Apre la Quaresima con Whatsapp, diffonde il Verbo su Twitter , lancia Keep lent,  social che propone il versetto del giorno.
Che Francesco sia un Papa sui generis si era capito fin dall’inizio. La sua capacità di utilizzo degli strumenti di comunicazione odierni è arrivata a farlo definire  un social vivente.  La differenza infatti non sta semplicemente nel quando, ma nel come.  Bergoglio intende la divulgazione  nel senso più alto del termine,  non come monologo, ma ascolto e attenzione all’altro. Cosa che, soprattutto su Internet, regno di autocelebrazione e di detentori di verità assoluta,  non avviene.  Sarà mica  la capacità di adattarsi ai mezzi della società cui vive, sottolineandone pregi e difetti, la sua grande forza?
 
  « La velocità dell’informazione supera la nostra capacità di riflessione e giudizio e non permette un’espressione di sé misurata e corretta. La varietà delle opinioni espresse può essere percepita come ricchezza, ma è anche possibile chiudersi in una sfera di informazioni che corrispondono solo alle nostre attese e alle nostre idee, o anche a determinati interessi politici ed economici altri ». Queste le parole di Bergoglio durante le 48esima giornata delle Comunicazioni sociali. Marshall McLuhan impallidirebbe. « Il coinvolgimento personale è la radice stessa dell’affidabilità di un comunicatore» continua.« Proprio per questo la testimonianza cristiana, grazie alla rete, può raggiungere le periferie esistenziali».
 
Credo che, al di là delle convinzioni religiose, Papa Francesco sia una personalità che ha qualcosa da insegnare, anche ai più 

astuti social media manager. Quale strategia di marketing è più efficace del credere in modo viscerale nel proprio "prodotto", tanto da esserne testimonial in prima persona? Ciò che per gli stratega della comunicazione è il target, per Francisco rappresenta il prossimo. 

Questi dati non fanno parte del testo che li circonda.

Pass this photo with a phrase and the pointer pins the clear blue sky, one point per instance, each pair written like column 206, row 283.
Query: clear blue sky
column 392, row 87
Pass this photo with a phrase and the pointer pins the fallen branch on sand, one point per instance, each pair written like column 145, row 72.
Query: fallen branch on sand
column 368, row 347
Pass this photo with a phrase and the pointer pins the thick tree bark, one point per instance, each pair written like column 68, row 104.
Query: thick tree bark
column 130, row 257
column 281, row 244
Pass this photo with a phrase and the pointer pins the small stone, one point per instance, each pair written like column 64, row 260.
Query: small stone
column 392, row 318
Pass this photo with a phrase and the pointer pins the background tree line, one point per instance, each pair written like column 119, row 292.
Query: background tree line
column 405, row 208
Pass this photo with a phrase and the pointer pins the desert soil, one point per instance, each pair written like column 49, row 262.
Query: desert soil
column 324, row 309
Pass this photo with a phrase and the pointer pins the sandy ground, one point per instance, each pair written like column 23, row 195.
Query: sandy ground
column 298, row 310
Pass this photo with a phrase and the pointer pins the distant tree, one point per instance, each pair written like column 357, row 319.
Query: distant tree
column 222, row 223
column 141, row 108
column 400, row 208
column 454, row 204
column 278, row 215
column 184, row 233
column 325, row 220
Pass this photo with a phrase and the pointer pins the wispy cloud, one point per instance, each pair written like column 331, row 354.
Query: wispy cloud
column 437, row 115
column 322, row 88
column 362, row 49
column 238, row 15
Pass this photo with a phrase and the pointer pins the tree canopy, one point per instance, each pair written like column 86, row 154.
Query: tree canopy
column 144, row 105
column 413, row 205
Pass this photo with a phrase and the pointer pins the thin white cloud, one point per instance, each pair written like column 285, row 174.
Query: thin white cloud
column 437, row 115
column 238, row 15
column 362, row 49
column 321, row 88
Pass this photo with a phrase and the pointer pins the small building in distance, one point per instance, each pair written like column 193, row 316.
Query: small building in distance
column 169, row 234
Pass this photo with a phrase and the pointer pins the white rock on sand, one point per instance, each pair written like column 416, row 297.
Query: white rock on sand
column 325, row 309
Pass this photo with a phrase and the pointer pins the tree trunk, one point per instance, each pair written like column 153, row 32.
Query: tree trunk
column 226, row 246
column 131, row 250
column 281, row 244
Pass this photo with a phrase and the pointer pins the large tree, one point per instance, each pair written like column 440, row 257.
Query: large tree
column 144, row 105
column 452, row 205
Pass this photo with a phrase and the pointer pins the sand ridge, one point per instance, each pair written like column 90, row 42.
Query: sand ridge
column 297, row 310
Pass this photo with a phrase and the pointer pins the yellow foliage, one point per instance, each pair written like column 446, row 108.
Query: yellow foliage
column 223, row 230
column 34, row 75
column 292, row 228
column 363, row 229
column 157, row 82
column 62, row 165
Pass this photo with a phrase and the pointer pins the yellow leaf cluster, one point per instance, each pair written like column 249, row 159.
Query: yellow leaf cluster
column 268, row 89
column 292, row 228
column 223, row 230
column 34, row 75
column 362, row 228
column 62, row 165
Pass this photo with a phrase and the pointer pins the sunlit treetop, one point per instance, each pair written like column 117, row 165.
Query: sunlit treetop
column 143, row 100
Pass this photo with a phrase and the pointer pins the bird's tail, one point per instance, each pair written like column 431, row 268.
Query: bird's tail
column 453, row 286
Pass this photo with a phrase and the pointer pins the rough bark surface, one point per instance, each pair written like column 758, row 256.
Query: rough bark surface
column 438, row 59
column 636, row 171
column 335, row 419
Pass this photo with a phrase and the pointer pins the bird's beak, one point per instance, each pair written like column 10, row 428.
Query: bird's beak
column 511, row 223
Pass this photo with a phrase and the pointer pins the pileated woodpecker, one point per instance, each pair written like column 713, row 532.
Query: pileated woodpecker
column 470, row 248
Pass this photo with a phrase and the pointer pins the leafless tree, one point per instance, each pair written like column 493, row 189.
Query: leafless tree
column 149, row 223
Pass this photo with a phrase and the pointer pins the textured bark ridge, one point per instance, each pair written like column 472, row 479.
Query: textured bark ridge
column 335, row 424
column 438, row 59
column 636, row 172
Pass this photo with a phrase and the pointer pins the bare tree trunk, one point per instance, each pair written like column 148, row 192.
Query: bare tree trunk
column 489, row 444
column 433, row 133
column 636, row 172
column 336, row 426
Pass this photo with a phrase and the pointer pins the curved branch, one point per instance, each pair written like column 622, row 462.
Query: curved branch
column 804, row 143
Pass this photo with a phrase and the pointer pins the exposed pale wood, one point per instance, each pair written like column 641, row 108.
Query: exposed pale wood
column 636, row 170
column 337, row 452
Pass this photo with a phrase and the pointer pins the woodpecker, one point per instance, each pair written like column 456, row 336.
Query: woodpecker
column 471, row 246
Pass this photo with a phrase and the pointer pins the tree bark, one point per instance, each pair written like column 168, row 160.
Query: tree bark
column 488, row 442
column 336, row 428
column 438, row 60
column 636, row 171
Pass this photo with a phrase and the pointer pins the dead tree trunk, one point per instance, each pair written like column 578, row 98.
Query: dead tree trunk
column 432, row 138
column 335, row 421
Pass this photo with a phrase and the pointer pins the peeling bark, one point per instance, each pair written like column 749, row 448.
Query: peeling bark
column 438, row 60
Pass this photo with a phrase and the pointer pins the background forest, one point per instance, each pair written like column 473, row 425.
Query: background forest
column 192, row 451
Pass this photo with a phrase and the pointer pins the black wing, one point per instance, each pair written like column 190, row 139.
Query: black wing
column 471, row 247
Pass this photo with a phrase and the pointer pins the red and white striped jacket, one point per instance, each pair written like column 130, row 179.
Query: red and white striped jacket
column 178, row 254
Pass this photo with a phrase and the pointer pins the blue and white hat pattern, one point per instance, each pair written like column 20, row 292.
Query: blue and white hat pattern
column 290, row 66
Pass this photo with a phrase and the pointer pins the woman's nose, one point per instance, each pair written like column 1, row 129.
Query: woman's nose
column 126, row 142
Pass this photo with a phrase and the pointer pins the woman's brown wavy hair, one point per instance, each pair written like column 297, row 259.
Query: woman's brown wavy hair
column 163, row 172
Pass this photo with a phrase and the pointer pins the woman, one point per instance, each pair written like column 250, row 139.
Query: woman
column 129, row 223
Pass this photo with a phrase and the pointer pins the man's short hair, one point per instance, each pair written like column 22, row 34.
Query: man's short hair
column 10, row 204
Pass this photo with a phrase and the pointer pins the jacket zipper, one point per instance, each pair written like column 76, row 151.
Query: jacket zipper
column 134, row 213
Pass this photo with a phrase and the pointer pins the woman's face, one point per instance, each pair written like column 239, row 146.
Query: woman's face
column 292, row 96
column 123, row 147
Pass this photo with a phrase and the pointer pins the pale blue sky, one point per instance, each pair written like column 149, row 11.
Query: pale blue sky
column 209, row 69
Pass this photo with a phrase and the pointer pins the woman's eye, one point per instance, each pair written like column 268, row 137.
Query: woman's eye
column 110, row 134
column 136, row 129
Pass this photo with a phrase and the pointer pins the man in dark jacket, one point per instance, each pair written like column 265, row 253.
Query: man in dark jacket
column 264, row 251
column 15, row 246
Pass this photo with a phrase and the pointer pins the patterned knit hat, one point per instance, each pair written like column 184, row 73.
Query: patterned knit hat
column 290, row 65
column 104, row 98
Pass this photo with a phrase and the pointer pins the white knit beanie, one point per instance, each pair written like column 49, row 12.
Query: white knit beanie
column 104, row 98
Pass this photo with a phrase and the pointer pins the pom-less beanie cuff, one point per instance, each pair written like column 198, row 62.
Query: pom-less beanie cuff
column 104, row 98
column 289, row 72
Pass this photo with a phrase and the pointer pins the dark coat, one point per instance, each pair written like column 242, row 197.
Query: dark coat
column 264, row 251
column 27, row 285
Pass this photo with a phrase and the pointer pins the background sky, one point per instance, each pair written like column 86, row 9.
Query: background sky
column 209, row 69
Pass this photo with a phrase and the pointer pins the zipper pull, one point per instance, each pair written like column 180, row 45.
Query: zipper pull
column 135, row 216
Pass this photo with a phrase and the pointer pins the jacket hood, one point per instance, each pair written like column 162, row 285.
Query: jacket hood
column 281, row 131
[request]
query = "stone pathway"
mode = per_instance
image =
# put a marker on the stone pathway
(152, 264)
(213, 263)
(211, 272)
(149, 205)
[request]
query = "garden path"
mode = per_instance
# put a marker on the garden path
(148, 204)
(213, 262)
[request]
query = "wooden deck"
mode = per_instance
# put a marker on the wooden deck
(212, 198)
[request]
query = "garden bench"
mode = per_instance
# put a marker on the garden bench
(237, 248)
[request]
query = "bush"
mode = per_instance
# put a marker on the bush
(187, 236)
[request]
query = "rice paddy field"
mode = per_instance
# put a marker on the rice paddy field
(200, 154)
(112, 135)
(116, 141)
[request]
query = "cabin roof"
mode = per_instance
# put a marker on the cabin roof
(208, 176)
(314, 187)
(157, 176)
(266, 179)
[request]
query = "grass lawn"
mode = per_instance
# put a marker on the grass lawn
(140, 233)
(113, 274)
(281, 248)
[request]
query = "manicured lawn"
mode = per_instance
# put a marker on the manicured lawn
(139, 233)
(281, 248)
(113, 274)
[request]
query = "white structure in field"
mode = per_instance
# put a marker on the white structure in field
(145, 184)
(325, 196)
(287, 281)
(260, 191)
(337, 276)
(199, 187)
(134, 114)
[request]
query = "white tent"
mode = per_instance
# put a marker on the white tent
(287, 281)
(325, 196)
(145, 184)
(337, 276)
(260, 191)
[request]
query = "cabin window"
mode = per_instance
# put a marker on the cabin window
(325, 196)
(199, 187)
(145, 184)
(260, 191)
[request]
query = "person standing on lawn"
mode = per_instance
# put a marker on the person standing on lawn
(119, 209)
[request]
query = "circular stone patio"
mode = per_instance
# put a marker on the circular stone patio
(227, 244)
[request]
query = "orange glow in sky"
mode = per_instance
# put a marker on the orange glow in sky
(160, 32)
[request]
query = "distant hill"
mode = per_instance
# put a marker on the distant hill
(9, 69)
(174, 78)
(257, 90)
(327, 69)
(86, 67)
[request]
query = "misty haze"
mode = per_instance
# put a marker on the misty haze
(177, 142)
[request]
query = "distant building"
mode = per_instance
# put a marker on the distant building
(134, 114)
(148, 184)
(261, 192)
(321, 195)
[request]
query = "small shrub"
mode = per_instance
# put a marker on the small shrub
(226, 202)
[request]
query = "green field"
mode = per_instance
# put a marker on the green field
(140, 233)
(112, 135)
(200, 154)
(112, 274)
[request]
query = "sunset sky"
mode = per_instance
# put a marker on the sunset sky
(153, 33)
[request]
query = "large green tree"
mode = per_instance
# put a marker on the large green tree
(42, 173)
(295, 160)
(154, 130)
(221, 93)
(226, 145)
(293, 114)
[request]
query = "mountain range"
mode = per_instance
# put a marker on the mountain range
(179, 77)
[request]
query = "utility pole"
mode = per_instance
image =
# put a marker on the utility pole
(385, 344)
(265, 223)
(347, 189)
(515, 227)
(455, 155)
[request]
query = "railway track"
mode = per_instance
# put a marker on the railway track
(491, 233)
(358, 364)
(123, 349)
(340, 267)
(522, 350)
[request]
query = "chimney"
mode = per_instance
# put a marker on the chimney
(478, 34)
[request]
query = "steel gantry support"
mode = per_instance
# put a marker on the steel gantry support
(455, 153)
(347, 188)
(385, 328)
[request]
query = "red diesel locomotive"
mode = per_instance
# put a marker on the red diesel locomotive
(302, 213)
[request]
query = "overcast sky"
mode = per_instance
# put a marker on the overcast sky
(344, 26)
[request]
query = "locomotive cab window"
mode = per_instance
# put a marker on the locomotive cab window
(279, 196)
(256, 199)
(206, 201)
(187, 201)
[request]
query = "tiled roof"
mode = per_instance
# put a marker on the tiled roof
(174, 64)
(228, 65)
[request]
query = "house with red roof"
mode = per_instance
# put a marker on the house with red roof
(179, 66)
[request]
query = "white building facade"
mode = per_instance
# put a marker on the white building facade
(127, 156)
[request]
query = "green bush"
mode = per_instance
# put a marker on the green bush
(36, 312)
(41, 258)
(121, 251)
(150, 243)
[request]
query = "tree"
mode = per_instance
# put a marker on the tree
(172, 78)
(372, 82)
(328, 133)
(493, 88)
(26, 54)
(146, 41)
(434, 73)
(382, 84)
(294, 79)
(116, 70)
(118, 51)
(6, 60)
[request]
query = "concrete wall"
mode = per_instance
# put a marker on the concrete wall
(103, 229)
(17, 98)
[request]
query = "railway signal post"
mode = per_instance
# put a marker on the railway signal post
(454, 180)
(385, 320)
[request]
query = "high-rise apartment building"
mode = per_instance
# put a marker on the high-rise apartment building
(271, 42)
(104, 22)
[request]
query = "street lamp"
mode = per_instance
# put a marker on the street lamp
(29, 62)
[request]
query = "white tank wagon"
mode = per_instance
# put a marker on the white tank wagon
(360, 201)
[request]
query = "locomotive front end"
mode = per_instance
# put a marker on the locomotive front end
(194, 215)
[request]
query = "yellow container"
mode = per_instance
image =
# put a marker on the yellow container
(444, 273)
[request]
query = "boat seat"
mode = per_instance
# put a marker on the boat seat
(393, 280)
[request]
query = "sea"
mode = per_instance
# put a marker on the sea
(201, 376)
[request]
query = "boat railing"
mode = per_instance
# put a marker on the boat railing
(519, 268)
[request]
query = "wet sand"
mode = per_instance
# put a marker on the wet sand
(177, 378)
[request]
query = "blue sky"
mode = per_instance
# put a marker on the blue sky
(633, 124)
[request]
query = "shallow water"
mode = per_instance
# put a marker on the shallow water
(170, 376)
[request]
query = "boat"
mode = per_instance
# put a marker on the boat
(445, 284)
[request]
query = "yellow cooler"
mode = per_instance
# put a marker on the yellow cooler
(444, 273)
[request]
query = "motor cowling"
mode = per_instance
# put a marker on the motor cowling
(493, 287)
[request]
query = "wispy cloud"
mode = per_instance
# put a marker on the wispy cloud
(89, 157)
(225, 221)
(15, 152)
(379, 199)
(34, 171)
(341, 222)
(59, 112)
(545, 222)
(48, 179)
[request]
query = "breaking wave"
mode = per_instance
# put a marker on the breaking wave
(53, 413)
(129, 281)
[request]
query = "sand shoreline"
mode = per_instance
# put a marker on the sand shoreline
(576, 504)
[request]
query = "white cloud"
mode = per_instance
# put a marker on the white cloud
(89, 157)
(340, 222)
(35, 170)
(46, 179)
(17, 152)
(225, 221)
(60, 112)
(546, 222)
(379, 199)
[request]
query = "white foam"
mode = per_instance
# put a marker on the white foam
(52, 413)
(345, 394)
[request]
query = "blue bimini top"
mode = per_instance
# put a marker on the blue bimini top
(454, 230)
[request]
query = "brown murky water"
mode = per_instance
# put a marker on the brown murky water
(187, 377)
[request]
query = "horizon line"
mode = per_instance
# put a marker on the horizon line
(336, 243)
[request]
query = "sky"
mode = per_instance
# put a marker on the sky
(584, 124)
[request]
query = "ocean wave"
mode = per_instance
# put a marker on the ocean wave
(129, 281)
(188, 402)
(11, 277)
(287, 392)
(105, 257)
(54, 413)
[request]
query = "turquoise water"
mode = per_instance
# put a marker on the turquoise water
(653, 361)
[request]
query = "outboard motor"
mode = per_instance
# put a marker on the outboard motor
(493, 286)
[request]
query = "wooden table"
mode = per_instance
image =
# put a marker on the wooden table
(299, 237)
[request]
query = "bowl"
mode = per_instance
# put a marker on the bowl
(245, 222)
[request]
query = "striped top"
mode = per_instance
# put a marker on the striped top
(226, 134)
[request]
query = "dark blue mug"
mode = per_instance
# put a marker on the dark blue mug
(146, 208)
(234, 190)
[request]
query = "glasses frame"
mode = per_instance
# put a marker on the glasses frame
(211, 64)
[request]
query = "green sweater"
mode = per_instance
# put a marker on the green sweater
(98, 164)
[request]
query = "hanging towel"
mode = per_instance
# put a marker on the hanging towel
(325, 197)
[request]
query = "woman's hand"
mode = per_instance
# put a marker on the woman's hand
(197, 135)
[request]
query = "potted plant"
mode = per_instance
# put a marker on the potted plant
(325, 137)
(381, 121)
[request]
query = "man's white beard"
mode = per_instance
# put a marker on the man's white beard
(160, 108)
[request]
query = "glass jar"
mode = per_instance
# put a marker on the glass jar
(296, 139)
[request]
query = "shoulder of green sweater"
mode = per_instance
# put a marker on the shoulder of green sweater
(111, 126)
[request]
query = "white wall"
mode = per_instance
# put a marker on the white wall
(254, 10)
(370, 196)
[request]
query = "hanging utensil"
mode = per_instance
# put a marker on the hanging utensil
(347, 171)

Ci sarà un  esperto di marketing anche dietro Papa Francesco, come si scoprì qualche mese fa per il deludentissimo Gianni Morandi, che credevamo portatore sano di genuinità? Non penso, o comunque mi piace  credere che non sia così. I comportamenti di Francesco sono in linea con ciò che dice. Come non fidarti di uno che professa, nelle sue encicliche, che non sono le strategie comunicative a garantire bellezza, bontà e verità della comunicazione?